In veterinary practice, dogs are the species most commonly affected by hypothyroidism. The majority of cases occur as a result of primary hypothyroidism, of which two types are recognized: lymphocytic thyroiditis, which is probably immune-driven and leads to destruction and fibrosis of the thyroid gland, and idiopathic atrophy, which leads to the gradual replacement of the gland by fatty tissue. There is often lethargy, cold intolerance, exercise intolerance, and weight gain. Skin changes and fertility problems are seen in dogs with hypothyroidism, as well as many other symptoms. The signs of myxedema can be seen in dogs, with prominence of skin folds on the forehead, and cases of myxedema coma are encountered. The diagnosis can be confirmed by a blood test, as the clinical impression alone may lead to overdiagnosis.

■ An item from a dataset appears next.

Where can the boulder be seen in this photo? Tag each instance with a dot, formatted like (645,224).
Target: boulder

Lymphocytic thyroiditis is associated with detectable antibodies against thyroglobulin, although they typically become undetectable in advanced disease. Treatment is with thyroid hormone replacement.

Other species that are less commonly affected include cats and horses, as well as other large domestic animals. In cats, hypothyroidism is usually the result of other medical treatments such as surgery or radiation. In young horses, congenital hypothyroidism has been reported predominantly in Western Canada and has been linked with the mother's diet.